My plan had been to take a closer look at the scriptures instructing Israel to be good to the widows, the orphans and the alien. There are a lot of those, but Deuteronomy 10:12-22 is one of the most important (go look it up, don’t take my word for it). The key verse is “And you are to love those who are foreigners, for you yourselves were foreigners in Egypt” (v 19).
And then Scripture took me a place I didn’t expect.
Naturally, I went back to the story of how the Israelites came to Egypt: the story of Joseph bringing his family down to Egypt as refugees from a great famine. Its a a ripping good tale full of betrayal, seduction, political intrigue, and an underdog’s rise to power. Who needs Game of Thrones? (Go check it out in Genesis 37-50).
So far, so good. Then, I got to the passage where Joseph introduced his father, Jacob, to Pharaoh:
After Jacob blessed Pharaoh, Pharaoh asked him, ‘How old are you?’
And Jacob said to Pharaoh, ‘The years of my pilgrimage are a hundred and thirty. My years have been few and difficult, and they do not equal the pilgrimage of my fathers.’
Then Jacob blessed Pharaoh and went out from his presence. (Genesis 47:8-10)
“The years of my pilgrimage….” Those words lit my brain up. I lingered there, pondering the image of life as pilgrimage. I realized that my sermon had to change – my sermon was no longer about being good to immigrants.
It was about this foundational truth:
A Christian is an immigrant, a pilgrim, a stranger passing through. We may settle for a time, but our hearts are fixed on our true home.
My mind flashed to the book of Hebrews:
All these people were still living by faith when they died. They did not receive the things promised; they only saw them and welcomed them from a distance, admitting that they were foreigners and strangers on earth. People who say such things show that they are looking for a country of their own. If they had been thinking of the country they had left, they would have had opportunity to return. Instead, they were longing for a better country—a heavenly one. Therefore God is not ashamed to be called their God, for he has prepared a city for them. (Hebrews 11:13-16)
Dart forward to Revelation 21: the announcement of the new Jerusalem, the city prepared for God’s people. God will transform the very cosmos. All matter and energy will be renewed and death and weeping will be no more. God announces that He will dwell among His people and be with them.

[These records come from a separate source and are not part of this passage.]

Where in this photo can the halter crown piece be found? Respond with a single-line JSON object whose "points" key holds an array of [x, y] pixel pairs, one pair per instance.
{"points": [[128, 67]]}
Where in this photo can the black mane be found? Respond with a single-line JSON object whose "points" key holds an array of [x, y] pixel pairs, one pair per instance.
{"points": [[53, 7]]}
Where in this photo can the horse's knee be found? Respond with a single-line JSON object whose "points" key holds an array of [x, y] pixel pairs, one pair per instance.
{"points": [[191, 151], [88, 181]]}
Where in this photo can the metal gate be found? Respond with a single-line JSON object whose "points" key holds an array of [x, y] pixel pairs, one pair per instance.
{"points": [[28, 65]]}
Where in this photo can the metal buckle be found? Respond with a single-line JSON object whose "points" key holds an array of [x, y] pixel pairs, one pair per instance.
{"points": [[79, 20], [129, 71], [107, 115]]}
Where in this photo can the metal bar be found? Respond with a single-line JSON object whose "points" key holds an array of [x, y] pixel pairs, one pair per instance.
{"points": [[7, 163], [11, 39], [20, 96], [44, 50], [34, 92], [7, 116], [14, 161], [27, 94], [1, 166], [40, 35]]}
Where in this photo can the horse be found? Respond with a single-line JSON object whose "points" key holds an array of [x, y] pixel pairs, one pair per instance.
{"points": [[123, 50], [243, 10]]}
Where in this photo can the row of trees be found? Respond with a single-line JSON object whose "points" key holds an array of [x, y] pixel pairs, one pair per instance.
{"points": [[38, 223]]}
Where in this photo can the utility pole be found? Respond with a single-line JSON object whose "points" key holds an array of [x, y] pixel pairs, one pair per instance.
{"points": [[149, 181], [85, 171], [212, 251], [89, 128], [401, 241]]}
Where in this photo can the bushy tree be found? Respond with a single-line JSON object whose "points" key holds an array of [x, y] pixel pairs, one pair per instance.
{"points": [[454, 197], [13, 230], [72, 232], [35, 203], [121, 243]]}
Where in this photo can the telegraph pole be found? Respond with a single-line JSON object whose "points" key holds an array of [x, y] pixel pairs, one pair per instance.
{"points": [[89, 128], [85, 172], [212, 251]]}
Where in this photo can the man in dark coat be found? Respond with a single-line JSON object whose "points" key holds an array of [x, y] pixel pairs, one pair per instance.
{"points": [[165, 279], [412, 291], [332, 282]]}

God with us. That’s our home. For the Christian, home isn’t a place; home is a Person.
Knowing Christ, we get to partly enjoy a taste of home right now, for Christ promises the Holy Spirit to dwell within each of us. To use a clumsy analogy, you can think of the Holy Spirit as a living GPS. While we’re on the road, the Holy Spirit reminds us of all the benefits of home and helps prepare us to be fit for home.
That doesn’t mean we enjoy and care for where we are. A good traveller always learns to love the places he visits. He savors the sights and the sounds and the smells. He cherishes the people and the moments and the activities. He takes it all in and delights in it because he knows that he’s there for only a short while.
But his heart always feels the pull of home.
So what does it mean for us to be pilgrims?
1) Let your vision of home empower you to endure present sufferings. Be confident that something better awaits. Don’t let the difficulties of this world consume your mind (they will if you let them – and they will rob you of joy).
2) Offer blessing to people you meet along the way. Remember that Jacob blessed Pharaoh twice in their conversation. Remember that Jesus calls his people to pray for others and to bless them.
3) Pause and savor the blessings that are here. Remember that they are God’s signposts pointing you toward home. Let the Holy Spirit be your tour guide and reveal to you the wonders found in truth, beauty, and goodness.
Happy traveling! See you when we get home.